Gold: Neue Zweijahreshochs

Marktkommentar Michael Blumenroth – 17.06.2016

Wöchentlicher Marktbericht

Eindeutig im Fokus stand in dieser Woche das näher rückende Referendum über den Verbleib in der EU, welches am kommenden Donnerstag stattfinden wird. Sah es vor wenigen Wochen noch so aus, als könnte die Abstimmung eine so klare Sache werden wie die Meisterfrage in der Fußball-Bundesliga in den vergangenen Jahren, so hat sich dies nunmehr geändert. Lange Zeit hatten sowohl Umfrageresultate als auch die Wettquoten der britischen Buchmacher auf eine klare Mehrheit der Befürworter des Verbleibs Großbritanniens in der EU gedeutet. Dies änderte sich bereits Mitte vergangener Woche, als die ersten Umfragen eine Mehrheit der Befürworter des Austritts aus der EU meldeten. Seitdem prognostiziert die Mehrzahl der Umfrageinstitute eine Mehrheit für den sogenannten ‚Brexit‘; allerdings mit einem hohen Anteil unentschlossener Wähler.

Dies führte zu Fluchtbewegungen aus den Aktienmärkten hinaus. So gab z.B. der DAX innerhalb weniger Tage 7,5 Prozent nach. Gleichzeitig wurde vermehrt Sicherheit nachgefragt. Dies lässt sich zum Beispiel an den stark gestiegenen Kursen für den Yen, den Franken und Staatsanleihen von Ländern bester Bonität ablesen. So wurden ja auch zehnjährige Bundesanleihen stark nachgefragt, selbst wenn diese erstmals negativ rentierten; der Käufer also theoretisch Geld verliert, wenn er diese bis zum Ende der Laufzeit hält (Zeit, meine alten BWL und VWL-Bücher endgültig in den Altpapiercontainer zu werfen?).

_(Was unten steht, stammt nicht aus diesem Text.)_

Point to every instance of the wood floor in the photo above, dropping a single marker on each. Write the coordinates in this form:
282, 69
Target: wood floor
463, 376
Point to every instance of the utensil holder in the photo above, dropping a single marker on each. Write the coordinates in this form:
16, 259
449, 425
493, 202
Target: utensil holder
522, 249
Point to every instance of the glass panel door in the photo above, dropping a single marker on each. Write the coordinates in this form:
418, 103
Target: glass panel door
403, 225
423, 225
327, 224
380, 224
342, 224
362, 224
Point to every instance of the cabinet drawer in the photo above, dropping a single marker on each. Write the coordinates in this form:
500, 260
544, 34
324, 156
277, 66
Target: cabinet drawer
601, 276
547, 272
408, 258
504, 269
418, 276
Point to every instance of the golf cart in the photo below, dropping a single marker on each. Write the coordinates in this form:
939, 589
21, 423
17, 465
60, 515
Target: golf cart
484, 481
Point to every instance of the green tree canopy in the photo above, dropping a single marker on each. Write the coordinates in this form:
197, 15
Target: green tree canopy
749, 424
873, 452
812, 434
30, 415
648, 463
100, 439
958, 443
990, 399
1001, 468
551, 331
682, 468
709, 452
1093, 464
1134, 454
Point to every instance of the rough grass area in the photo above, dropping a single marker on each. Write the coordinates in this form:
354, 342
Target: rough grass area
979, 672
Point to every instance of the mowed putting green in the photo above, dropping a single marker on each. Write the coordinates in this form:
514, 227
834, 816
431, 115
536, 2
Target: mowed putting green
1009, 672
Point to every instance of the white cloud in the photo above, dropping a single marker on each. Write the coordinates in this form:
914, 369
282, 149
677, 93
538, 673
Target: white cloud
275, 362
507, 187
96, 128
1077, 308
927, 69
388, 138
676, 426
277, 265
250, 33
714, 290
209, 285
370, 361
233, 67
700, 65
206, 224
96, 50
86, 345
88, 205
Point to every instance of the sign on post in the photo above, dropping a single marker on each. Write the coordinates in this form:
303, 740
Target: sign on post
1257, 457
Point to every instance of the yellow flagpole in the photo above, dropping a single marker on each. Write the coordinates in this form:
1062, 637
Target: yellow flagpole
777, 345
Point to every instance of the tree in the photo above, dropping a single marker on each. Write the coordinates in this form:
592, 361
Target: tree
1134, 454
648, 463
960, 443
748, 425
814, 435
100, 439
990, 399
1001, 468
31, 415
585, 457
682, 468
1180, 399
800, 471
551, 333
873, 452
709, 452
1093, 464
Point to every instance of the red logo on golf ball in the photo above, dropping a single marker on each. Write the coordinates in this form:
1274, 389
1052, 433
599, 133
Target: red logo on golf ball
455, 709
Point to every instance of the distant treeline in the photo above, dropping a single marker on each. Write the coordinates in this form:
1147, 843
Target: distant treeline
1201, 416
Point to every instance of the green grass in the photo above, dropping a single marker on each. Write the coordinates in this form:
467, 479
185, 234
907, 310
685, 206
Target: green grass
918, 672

Bei solch drastischen Fluchtbewegungen in sichere Anlagen hinein, konnte das Gold natürlich nicht unbeachtet bleiben. Dieses legte von 1.270 US$/Unze am Freitag vergangener Woche dann gestern auf ein neues Zweijahreshoch bei 1.315,50 US$/Unze zu. Hilfreich waren hierbei auch die Aussagen der US-Notenbankchefin Janet Yellen, die sich am Mittwoch nach der Sitzung der Fed  äußerst vorsichtig gerierte (das Wort ‚unsicher‘ tauschte elfmal in ihrer Pressekonferenz auf). Dies nahm der Markt zum Anlass, das Zinserhöhungspotential der US-Notenbank für dieses Jahr drastisch auszupreisen. Gestern Nachmittag gegen 16.30 Uhr herum kam es dann jedoch zu einer Erholung für Aktien, Pfund Sterling und risikobehaftete Anlagen. Grund hierfür waren neue Quotierungen britischer Buchmacher, die auf einen Stimmungsumschwung hin zu einem Verbleib Großbritanniens in der EU hindeuteten. So fiel Gold heute Nacht auf 1.277 US$/Unze zurück und erholte sich dann auf aktuelle 1.285 $/Unze.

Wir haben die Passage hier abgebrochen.